This isn't goodbye
Friday, December 07, 2012
Now before I go to far, I will have to note my blogs tagged as public, are also private. I actually re read these..... These are my vents, my outlet if you will. If you do not like what you read, sorry for you... This, I have decided is what will help keep me accountable in many aspects of. My life.
I digress.... Saying goodbye, it's a big step or sometimes it is a forced hand. For weight loss, it is a big step-- to not step through the doors temptation. For me and my family today, it was just the hand that was dealt. We remember the life of my Grandfather, who passed away 12/7/04. Life as gone on, and the family has grown by two members. So today, when we gather with my almost 92 year old grandmother to decorate her house and tree ( she still lives alone in her own house!) we will sing, laugh and be merry. I have carrots, bananas and as a special treat avocado nachoes..... Instead of cookie upon cookie! Will I have a cookie, probably.. It is a cookie, not the end of the world.
I feel that if we deprive ourselves of some of the finer/sweeter things in life we will over indulge at our weakest moments. Little here and there...take those ginormous peanut butter cups! LOL I have some left, I cut the first into a pie, 8 somewhat equal pieces, that would be the equalivant to two mini cups, and shared them with company. The final one, is cut into the same small pieces and slowly is being enjoyed.
I can say goodbye to foods like that, but I would be fooling myself! I approach it as I am taking a little leave, but I will be back for a little visit....

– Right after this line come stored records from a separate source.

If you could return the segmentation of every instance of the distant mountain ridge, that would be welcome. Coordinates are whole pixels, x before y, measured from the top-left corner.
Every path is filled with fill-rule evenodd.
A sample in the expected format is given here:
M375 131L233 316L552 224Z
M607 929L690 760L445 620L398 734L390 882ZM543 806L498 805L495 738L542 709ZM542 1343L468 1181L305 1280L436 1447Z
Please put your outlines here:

So this holiday season, however you celebrate, enjoy LIFE, you get one good chance. Take things in stride and look before you eat, say hi to old friends (cupcakes, mini cheesecakes, ect), wave and come back again...after you have eaten all the carrots, and drank loads of water! Lol
My brain is on overlaid, two twelve hour shifts done! Not a lot of sleep, so if this is crazy from the remembrance of my grandfather to waving to cheesecake.... Welcome to my brain and my world! I read this and it makes sence to me... It is my way of telling me that yep, life sucks.... (wait until next month when it is my dads passing anniversary, gulp) we can stay down and smother ourselves in self pity and food and drink OR We can choose to get up, say goodbye to the crap and move, move move.
December 4- my brothers birthday
December 5- my birthday
December 6 - my nieces birthday
December 7- the day my grandfather passed.